A Trumpian Caesar is too hot for corporations

Et tu, Delta?

The airline has become the latest underwriter of New York’s Shakespeare in the Park to pull its sponsorship over a production of Julius Caesar.

The protagonist was portrayed as a Donald Trump lookalike.

That’s too much for the airline which tweeted its disapproval.

Caesar, of course, is knifed in the third act. Spoiler alert: Cassius and Brutus are responsible.

“I don’t love President Trump, but he’s the president.

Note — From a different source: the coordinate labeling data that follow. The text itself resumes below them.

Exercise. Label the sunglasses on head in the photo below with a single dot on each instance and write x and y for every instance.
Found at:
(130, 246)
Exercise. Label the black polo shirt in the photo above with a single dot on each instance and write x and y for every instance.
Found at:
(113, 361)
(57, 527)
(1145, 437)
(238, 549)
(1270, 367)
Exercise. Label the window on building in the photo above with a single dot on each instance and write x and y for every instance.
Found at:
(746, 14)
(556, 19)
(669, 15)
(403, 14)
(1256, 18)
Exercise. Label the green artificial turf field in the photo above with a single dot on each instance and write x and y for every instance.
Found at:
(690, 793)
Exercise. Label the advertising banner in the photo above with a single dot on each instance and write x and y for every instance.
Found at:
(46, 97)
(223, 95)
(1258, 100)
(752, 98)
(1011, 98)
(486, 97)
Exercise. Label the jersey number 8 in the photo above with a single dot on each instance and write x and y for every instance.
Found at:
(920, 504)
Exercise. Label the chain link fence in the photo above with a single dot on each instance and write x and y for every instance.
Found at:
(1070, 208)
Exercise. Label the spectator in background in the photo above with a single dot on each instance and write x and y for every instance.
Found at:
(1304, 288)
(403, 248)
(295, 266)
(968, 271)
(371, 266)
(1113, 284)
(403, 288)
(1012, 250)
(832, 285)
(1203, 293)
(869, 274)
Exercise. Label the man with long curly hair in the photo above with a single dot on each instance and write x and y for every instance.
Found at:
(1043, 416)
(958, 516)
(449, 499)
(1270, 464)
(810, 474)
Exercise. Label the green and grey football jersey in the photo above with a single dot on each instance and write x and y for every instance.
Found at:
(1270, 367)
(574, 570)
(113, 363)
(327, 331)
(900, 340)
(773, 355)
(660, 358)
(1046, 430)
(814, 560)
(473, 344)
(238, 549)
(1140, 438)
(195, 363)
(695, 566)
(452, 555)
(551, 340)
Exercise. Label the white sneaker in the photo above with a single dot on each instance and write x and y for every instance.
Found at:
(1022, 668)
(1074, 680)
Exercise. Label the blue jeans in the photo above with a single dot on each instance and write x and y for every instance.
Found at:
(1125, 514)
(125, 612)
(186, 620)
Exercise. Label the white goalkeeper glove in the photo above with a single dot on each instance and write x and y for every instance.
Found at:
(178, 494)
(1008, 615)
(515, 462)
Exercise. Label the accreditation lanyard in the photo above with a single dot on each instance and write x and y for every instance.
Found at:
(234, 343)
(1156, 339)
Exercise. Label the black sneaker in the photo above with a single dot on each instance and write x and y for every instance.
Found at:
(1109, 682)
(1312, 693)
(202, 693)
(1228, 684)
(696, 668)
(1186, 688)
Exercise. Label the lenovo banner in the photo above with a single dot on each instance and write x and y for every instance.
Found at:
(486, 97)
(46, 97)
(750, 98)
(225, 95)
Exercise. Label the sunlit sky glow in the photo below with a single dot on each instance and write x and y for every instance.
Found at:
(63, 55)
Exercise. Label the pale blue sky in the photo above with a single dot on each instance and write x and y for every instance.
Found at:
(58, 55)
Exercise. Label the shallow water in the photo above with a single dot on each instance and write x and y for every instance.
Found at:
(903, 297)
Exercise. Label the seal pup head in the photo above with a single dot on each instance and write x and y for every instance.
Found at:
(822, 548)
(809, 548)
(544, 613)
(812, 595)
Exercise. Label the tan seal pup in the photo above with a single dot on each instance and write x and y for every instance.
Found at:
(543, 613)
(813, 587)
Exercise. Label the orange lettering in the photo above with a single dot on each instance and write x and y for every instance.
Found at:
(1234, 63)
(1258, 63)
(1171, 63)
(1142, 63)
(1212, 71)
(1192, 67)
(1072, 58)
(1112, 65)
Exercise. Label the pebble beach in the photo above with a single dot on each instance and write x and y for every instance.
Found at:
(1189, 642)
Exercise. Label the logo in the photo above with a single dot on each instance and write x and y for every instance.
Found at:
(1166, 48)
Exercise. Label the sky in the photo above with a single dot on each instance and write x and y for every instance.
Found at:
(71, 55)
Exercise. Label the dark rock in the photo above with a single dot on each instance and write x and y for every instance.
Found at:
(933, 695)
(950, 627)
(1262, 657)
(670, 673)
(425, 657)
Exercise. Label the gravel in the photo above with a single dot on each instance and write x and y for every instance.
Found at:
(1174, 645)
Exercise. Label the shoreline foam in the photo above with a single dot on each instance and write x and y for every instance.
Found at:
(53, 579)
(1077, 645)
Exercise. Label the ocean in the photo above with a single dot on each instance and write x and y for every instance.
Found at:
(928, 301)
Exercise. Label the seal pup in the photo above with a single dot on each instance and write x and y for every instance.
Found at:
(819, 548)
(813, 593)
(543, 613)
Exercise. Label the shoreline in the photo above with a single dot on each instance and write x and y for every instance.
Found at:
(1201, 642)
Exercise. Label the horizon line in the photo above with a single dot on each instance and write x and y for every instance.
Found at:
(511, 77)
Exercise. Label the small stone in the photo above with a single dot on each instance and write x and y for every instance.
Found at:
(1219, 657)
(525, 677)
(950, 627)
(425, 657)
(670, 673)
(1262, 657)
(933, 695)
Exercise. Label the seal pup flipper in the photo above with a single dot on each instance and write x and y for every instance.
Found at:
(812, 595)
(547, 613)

You can’t assassinate him on a stage,” Laura Sheaffer, a sales manager at Salem Media, who attended the play tells Mediaite.

“Kathy Griffin got so much coverage for what she did, everyone was horrified, so why is no one horrified by this, which is essentially the murder of the President of the United States in front of 2,000 people?” Sheaffer said.

“The performance was well done, and the actors did a good job. It was fascinating to see the parallels between the Trump administration and Caesar’s rule, but murdering the president on stage was just too far,” Sheaffer said.

Delta sponsored a similar Caesar in the Twin Cities during the Obama administration with a presidential theme.

Bank of America also dropped its support.

The show’s director, Oskar Eustis, posted a statement saying it is the “extraordinary quality of Shakespeare’s writing to seem fresh whenever we encounter it again.”

Twitter, of course, provided the hot takes.

Meanwhile, NBC’s Megyn Kelly is giving airtime to Alec Jones, who insists that the Sandy Hook school massacre didn’t happen. The corporate underwriters are quiet on the subject.

The interview will air on Father’s Day.